Saturday, June 30, 2012
The Mennello Museum of American Art (900 East Princeton Street) is exhibiting IMPRINTS: 20 Years of Flying Horse Editions through August 12th. Here in Orlando for the past 20 years, the University of Central Florida has nurtured Flying Horse Editions, a collaborative research studio committed to creating significant works of art by leading and emerging artists who fuse traditional and innovative printmaking processes. Artists come to Flying Horse Editions to work in the graphic media of intaglio, woodcut, lithography, letterpress and silkscreen.The results are highly collectible, limited-edition, handcrafted fine art prints and books. There are only a dozen or so fine art presses in the country, and Flying Horse Editions is one of the most distinguished on the East Coast.

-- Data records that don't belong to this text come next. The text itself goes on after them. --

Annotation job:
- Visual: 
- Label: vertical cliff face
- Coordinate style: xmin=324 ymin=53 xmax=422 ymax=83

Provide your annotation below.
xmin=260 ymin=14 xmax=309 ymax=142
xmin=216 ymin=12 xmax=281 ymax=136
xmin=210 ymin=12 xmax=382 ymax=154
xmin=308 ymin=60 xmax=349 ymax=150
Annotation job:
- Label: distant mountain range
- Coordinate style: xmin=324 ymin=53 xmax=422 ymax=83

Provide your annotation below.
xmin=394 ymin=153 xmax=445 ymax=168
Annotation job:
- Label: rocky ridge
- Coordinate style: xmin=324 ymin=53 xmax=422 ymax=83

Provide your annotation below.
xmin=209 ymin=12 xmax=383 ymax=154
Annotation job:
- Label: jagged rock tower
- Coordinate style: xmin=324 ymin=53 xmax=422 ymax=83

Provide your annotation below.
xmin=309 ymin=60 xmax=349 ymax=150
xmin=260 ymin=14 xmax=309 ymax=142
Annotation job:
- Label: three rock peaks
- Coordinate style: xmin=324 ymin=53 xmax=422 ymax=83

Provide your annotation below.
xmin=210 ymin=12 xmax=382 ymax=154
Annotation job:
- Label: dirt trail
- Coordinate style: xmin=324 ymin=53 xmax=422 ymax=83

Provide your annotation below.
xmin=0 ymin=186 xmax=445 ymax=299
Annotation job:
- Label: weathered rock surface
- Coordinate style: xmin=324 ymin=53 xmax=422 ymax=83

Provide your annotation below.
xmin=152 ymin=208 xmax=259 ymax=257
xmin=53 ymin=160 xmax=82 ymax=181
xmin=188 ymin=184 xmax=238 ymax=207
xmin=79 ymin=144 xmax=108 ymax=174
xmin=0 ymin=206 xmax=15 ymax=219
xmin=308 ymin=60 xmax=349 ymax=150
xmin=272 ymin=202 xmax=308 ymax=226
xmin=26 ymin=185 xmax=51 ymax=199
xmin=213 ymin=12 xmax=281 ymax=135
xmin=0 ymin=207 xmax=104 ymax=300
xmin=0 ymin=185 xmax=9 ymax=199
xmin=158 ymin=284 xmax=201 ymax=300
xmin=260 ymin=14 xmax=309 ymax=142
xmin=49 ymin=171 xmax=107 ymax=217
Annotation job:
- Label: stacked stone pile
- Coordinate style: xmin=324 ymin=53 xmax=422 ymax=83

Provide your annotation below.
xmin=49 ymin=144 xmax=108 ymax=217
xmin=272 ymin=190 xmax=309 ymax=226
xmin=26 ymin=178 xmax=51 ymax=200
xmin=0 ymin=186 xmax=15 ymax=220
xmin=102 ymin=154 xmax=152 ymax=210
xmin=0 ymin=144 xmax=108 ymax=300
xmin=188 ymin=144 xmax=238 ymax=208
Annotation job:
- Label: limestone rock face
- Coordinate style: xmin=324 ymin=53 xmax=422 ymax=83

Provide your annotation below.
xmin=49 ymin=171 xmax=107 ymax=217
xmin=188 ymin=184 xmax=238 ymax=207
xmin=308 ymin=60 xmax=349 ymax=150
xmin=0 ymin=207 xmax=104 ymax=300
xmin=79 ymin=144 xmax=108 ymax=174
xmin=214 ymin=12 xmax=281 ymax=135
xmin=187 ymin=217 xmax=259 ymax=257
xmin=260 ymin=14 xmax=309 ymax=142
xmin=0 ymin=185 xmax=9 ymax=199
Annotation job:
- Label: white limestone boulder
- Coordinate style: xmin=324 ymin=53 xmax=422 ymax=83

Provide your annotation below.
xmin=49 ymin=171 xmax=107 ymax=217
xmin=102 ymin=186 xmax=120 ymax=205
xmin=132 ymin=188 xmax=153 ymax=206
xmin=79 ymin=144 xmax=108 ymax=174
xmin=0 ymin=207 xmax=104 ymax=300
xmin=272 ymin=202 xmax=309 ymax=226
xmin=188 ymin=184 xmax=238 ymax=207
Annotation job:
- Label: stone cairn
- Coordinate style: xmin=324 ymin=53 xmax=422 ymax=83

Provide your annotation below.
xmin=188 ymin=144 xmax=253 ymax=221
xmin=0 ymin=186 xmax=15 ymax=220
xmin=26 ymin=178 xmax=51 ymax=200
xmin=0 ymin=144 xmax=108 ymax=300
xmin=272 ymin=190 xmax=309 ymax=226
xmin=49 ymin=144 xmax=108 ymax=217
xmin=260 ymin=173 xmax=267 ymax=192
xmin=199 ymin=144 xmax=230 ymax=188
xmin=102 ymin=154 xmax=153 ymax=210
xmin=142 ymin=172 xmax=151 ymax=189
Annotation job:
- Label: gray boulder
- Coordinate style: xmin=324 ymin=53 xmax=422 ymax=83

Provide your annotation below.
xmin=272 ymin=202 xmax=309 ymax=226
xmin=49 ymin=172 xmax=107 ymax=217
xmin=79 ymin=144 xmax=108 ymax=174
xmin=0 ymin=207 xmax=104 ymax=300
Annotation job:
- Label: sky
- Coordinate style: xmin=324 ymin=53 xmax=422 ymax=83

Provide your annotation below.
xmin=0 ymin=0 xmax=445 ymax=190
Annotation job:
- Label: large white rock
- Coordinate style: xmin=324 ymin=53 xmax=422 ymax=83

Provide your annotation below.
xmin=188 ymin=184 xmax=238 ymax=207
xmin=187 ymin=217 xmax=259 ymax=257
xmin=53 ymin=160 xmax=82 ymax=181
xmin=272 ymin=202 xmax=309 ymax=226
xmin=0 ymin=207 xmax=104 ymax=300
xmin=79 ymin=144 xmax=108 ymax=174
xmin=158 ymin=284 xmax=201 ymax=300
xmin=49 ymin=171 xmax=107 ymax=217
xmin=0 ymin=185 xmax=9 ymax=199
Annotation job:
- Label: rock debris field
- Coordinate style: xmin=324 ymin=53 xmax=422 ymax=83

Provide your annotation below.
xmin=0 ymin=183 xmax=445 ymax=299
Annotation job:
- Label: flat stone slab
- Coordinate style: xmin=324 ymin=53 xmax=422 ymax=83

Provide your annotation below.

Artists from Flying Horse Press have been offering workshops at the Mennello museum. This session was about making monotypes, which is the specialty of UCF “Artists in Action” Michelle Garay and Anna Cruz. Michelle showed us Nathan Redwood’s Like Air, as an example, the print used a lino-cut for the tree trunk, collograph for the ground and a mono-print for the sky. We learned how to manipulate printer’s ink so that it looks like brushstrokes along with other tricks of the trade that make unique, one-of-a-kind prints.We were introduced to Reductive Mono-printing. Nathan's a print on display in the Museum.
Students were given two sheets of paper. They cut out simple shapes on one sheet. For instance the woman seated in front of me cut out a leaf shape. The negative shape, or the paper outside the leaf shape, was placed on a sheet of Plexiglas and a brayer was used to roll the ink onto the Plexiglas. When the paper was removed, only the leaf shape was inked. Q tips were used to smear and remove some ink to add texture. The positive leaf shape was then placed over the inked leaf shape and a new color ink was rolled down. When the paper was removed the printing plate was ready. A clean sheet of paper was lightly spritzed with water and placed on top of the printing plate. The plate was rolled under pressure. Then came the reveal, as the paper was pealed off. Mono means there was only one print made. One student went so far as to print a rendition of the human brain. There is an undeniable childish delight when the print is finally seen.
Printmaking is not just for kids! The museum has set up its own print studio. Enjoy coffee and pastries in the morning while you create your own art prints, . No previous experience is necessary. Cost is just $12 per person. Each class will have a different focus. You have one more opportunity to create art and treat yourself to something new! Get up bright and early July 17, 9-10:30am, with coffee and pastry.